After implementing a feature, I'll often have the agent a) define a full QA process that we should follow to ensure the real application behaves as expected, and then b) use the agent-browser skill/CLI to run the QA process itself, taking screenshots along the way to verify the UIs render properly (and so that the agent can present those screenshots to me at the end).

Once we've gone through the manual process, same as before - I have the agent serialize it into an automated end-to-end test suite.

Run automated testing at high-risk steps in your engineering lifecycle via hooks.

I use precommit hooks in every project I work on now. I have my agent write them so that they automatically run all relevant quality checks (lints & tests) prior to sending any code upstream.

Neither I nor the agent has to remember to regression-test things. It just happens.

Two tips for this:

  1. If you have a large codebase with lots of surface area/tests, design your runner to only evaluate the affected code (staged, committed, etc.)

  2. Eliminate context-bloating noise. Ensure the automated testing succeeds quietly. In other words, if everything is passing, there is no need to log anything to the console other than that fact. Many testing / linting systems were designed prior to the concept of agent context windows existing. Don't distract your agent with irrelevant token bloat.

Make it easy for your agent

In my projects, while in development, I have converged on a pattern where I define specific email address identifiers (e.g. qa@mydomain.ai) which upon logging into within a dev environment a) automatically authenticate the user without requiring password, email magic links, etc. and b) reset the account to a fresh state for QA purposes (wiping any previous side effects created by prior QA testing procedures).

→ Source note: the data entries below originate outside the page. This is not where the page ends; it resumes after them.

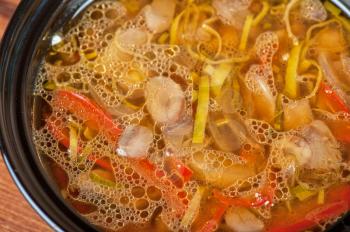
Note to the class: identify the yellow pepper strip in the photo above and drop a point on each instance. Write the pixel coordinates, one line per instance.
(301, 193)
(194, 77)
(202, 111)
(334, 10)
(213, 32)
(194, 95)
(236, 92)
(130, 105)
(316, 26)
(73, 142)
(175, 27)
(345, 22)
(193, 208)
(207, 60)
(320, 197)
(245, 33)
(287, 21)
(318, 79)
(279, 113)
(163, 38)
(291, 86)
(262, 14)
(218, 77)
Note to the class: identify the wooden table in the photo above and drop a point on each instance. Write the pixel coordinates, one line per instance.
(16, 215)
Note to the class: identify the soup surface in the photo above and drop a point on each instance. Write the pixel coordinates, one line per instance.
(227, 115)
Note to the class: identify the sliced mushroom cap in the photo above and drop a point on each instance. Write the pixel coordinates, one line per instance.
(228, 135)
(135, 141)
(159, 15)
(262, 96)
(296, 114)
(132, 37)
(232, 12)
(165, 100)
(242, 220)
(316, 149)
(220, 176)
(313, 10)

I remove all friction so my agent can just pop open the browser and start using the product.

On top of this, I also give my agent a custom qa account state seeding CLI it can use to seed in certain account states so it can more rapidly test the specific parts of the application it needs to, without having to manually create account states by clicking around in the UI forever.

To train the agent on using this system effectively, it is as simple as adding a skill, qa-testing, which documents what I've described here.

Not only is doing this incredibly useful for the manual shell testing your agent does, but you can reuse these same systems in the automated end-to-end test suites that your agent writes.